California officials are hoping their latest attempt to stem the rising tides of climate change leads to a more socially conscious — and cooler — summer.
Officials in Los Angeles have been painting streets white to reduce the effect of urban “heat islands” and combat the effects of climate change.
The LA Street Services began rolling out the project last May, which preliminary testing shows has reduced the temperature of roadways by up to 10 degrees.
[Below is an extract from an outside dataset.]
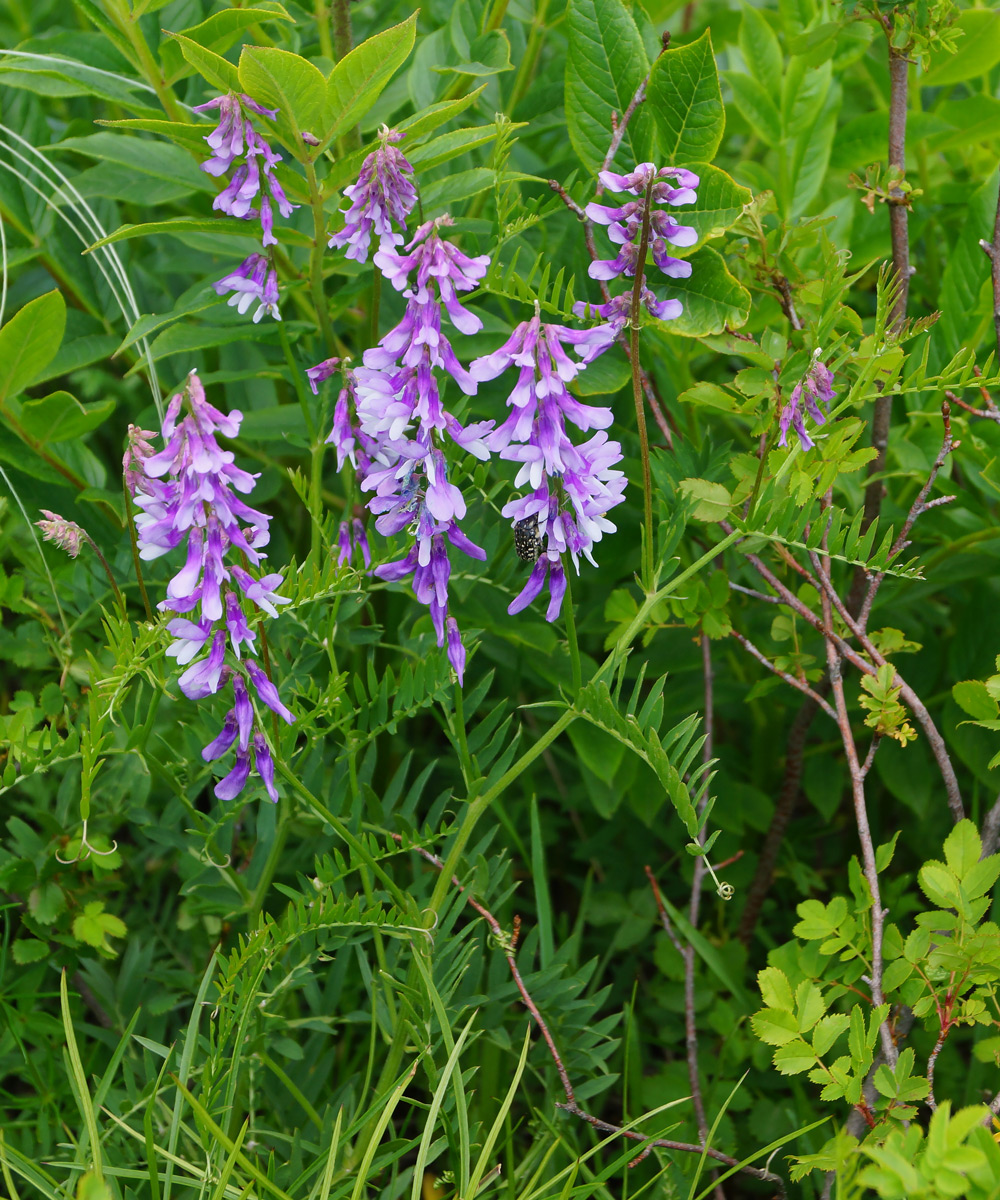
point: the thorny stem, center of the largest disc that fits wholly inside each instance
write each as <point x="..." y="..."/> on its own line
<point x="898" y="69"/>
<point x="636" y="391"/>
<point x="507" y="945"/>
The project involves applying a light gray coating of the product CoolSeal, made by the company GuardTop.
“CoolSeal is applied like conventional sealcoats to asphalt surfaces to protect and maintain the quality and longevity of the surface,” according to the company website. “While most cool pavements on the market are polymer based, CoolSeal is a water-based, asphalt emulsion.”
While each coasting could can last up to seven years, they are also pricey, with the estimated cost of $40,000 per mile, the L.A. Daily News reported.
CoolSeal does pass the California skid test in addition to the slip test for wet traction, and is applied in two coats, each 50 microns thick, over an asphalt roadway or a slurry-sealed asphalt roadway, according to the streets department.
By reducing the temperature of the city streets, officials say it can help reduce temperatures in the neighborhoods where the sealant is applied.
With its numerous streets and freeways, Los Angeles suffers from the “heat island” effect, which causes urban regions to become warmer than their rural surroundings, forming an “island” of higher temperatures.